En revanche, la contamination par le mercure augmente encore ?
Il est clair que la situation s’aggrave. 84 % des adultes émerillons et wayanas, les deux ethnies qui vivent dans le haut Maroni, ont une concentration de mercure dans les cheveux dépassant la norme fixée par l’Organisation mondiale de la santé (1), contre 64 % en 1997. Pour les enfants, on est passé de 50 à 54 %. Or plus la concentration en mercure augmente, plus il y a de risques de lésions du cerveau ou du cervelet, d’atteintes neurologiques.
Le méthylmercure (mercure dégradé par les bactéries dans l’eau) est un neurotoxique puissant et transplacentaire.
Qu’observe-t-on chez les enfants ?
Des troubles neurocomportementaux, des altérations visiospatiales, des problèmes cognitifs. Ces enfants ont de grandes difficultés d’apprentissage et ne pourront se développer normalement.

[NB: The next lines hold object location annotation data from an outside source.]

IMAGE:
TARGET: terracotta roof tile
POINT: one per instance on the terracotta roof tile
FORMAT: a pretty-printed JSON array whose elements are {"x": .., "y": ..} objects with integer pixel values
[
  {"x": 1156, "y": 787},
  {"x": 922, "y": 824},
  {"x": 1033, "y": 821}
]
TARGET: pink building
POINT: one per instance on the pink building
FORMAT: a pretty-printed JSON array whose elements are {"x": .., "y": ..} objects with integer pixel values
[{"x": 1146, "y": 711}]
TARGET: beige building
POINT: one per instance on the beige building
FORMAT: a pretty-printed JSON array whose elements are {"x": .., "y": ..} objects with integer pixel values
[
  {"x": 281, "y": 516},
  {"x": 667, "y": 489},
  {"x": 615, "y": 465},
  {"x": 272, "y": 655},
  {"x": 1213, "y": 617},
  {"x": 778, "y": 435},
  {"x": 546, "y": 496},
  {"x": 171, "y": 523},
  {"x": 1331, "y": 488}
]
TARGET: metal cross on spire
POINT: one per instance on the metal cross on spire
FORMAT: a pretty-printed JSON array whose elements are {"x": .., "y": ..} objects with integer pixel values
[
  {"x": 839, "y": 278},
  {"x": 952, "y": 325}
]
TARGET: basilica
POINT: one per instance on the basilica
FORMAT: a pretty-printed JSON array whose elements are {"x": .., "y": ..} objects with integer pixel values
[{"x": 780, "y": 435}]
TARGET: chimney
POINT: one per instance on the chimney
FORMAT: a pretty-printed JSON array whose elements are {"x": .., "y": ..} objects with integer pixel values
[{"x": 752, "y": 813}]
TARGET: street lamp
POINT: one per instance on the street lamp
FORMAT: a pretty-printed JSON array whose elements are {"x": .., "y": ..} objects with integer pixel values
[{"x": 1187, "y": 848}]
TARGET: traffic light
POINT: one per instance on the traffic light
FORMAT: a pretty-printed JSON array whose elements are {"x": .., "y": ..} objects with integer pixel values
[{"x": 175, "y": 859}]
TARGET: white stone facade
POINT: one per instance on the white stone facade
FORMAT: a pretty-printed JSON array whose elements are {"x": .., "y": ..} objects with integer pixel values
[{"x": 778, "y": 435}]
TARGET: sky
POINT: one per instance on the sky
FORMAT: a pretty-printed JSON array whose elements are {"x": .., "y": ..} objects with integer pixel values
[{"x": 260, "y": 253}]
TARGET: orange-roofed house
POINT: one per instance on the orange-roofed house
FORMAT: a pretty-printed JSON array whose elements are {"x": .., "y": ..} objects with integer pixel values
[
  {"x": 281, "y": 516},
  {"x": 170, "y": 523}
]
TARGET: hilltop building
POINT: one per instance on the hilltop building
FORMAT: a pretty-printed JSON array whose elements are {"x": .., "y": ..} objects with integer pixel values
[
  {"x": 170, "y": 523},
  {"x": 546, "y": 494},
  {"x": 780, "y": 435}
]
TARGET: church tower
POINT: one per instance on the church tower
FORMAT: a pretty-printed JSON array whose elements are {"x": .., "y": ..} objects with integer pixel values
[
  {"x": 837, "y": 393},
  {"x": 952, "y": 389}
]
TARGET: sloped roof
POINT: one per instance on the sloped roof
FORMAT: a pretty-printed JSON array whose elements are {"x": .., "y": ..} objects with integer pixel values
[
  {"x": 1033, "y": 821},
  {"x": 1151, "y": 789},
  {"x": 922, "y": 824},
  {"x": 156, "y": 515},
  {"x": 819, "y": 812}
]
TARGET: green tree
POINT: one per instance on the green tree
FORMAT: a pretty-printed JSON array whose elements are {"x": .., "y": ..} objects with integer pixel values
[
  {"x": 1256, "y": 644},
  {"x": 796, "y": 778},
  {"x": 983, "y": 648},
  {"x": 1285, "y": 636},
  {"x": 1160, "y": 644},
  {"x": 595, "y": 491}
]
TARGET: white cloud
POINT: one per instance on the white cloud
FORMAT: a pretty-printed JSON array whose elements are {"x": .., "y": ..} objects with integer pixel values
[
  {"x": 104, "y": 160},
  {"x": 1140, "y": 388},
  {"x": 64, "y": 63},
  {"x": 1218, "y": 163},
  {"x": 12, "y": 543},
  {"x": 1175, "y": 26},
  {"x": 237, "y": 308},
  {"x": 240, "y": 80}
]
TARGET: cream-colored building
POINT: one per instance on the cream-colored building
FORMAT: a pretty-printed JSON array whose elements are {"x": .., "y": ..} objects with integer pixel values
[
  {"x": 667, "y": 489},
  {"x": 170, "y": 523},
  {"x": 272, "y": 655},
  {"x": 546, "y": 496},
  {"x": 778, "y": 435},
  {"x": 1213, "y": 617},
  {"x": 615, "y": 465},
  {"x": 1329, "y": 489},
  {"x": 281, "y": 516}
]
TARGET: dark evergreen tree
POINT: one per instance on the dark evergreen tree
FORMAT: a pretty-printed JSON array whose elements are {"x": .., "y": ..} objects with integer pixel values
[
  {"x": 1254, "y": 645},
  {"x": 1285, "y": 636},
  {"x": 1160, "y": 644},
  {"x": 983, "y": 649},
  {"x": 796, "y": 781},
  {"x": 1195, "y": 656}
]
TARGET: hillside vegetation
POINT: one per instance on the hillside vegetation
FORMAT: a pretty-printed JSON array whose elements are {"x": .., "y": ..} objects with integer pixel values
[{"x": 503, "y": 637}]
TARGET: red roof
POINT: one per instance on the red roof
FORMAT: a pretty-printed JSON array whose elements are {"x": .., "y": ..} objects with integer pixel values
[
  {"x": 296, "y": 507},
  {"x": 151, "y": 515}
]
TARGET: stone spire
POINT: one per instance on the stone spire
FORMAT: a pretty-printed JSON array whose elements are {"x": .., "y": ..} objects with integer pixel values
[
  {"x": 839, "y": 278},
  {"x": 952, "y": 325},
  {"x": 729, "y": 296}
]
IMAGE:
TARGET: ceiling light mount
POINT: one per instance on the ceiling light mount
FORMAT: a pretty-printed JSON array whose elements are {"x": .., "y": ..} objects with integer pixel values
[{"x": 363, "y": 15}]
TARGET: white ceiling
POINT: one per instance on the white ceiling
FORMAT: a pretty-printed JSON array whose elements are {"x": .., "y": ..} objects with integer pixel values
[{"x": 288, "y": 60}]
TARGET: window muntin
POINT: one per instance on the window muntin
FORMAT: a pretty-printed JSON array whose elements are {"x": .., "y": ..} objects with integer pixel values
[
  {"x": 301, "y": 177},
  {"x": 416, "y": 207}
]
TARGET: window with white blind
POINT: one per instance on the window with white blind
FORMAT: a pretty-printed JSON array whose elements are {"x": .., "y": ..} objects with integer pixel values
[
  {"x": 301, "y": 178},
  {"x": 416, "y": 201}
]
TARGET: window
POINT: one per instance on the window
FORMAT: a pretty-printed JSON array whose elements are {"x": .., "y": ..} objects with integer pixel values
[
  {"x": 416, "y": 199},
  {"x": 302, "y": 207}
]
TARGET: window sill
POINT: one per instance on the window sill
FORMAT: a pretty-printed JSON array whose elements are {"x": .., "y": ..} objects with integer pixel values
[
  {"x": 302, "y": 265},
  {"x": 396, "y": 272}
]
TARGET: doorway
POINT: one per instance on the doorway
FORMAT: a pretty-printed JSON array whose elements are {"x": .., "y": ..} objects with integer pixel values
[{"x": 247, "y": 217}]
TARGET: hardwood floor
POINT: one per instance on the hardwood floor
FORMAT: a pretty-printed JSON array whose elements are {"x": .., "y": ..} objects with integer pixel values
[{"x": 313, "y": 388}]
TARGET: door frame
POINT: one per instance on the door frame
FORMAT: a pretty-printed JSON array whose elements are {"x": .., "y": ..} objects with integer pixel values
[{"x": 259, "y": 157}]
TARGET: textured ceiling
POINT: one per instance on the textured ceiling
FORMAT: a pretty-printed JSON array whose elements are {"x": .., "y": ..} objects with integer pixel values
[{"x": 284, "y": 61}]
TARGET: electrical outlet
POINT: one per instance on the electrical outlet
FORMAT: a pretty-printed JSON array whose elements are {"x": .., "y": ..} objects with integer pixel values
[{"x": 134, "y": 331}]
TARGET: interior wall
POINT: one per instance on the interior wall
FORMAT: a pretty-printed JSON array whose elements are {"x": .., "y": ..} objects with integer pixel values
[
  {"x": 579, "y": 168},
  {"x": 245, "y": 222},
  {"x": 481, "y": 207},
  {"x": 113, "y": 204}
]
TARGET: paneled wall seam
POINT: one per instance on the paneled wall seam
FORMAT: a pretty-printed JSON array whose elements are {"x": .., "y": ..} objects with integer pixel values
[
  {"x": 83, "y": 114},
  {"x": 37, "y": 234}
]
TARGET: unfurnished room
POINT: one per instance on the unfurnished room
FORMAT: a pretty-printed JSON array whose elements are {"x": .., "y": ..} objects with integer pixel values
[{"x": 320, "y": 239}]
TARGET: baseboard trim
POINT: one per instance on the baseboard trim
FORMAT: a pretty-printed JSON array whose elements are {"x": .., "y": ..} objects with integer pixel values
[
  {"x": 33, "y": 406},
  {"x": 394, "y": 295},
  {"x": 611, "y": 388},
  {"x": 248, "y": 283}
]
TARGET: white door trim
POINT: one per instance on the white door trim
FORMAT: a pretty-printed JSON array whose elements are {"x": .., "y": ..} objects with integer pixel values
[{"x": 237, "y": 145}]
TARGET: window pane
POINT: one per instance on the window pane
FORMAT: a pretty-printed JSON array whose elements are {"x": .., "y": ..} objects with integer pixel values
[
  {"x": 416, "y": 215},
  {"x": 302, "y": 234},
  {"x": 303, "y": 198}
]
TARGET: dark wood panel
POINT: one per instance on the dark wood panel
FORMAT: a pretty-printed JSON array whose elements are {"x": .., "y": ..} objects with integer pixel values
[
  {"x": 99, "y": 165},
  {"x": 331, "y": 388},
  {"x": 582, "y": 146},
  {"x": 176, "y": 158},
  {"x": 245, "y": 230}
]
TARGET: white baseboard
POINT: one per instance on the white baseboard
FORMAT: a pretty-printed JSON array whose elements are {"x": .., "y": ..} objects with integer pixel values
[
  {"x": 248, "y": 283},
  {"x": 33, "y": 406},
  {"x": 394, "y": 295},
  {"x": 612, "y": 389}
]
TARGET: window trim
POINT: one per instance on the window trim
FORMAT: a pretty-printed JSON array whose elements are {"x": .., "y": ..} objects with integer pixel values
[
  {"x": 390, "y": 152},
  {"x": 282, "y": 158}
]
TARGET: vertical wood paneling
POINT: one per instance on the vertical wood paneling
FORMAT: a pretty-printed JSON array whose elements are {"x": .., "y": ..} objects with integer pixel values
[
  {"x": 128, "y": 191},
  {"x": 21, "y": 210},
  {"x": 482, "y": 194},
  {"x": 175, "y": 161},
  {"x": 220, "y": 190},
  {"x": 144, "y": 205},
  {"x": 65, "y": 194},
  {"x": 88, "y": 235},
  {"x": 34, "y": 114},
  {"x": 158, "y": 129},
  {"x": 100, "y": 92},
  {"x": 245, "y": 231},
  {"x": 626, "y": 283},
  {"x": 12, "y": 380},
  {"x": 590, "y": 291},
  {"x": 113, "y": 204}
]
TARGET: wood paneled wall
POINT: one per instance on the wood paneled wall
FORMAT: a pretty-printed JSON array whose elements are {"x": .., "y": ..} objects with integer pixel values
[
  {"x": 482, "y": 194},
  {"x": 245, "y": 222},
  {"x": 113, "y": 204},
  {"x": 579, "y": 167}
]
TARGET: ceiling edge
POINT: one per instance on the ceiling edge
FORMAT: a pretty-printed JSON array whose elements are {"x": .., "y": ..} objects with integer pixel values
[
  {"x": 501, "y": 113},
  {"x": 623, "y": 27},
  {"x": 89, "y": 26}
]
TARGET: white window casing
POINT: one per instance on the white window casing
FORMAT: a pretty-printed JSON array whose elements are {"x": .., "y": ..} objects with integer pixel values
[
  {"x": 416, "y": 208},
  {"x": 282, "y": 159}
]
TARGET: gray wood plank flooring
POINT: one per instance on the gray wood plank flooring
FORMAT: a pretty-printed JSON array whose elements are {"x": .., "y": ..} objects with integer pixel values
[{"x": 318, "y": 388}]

Plus la contamination croit, plus ces troubles vont s’accroître.
Que préconisez-vous ?
Même s’il n’y avait, à partir d’aujourd’hui, plus aucun rejet de mercure en Guyane (2), la chaîne alimentaire est contaminée. L’urgence est de limiter l’exposition des femmes enceintes au mercure, de leur éviter la consommation de poissons carnivores. Pour les enfants, qui vivent isolés en forêt, il faudrait une prise en charge par des psychomotriciens. Mais il n’y en a quasiment pas en Guyane.
(1) 10 microgrammes par gramme de cheveu, mais la norme est en cours de révision à la baisse.
(2) Le mercure est interdit en Guyane depuis le 1er janvier 2006.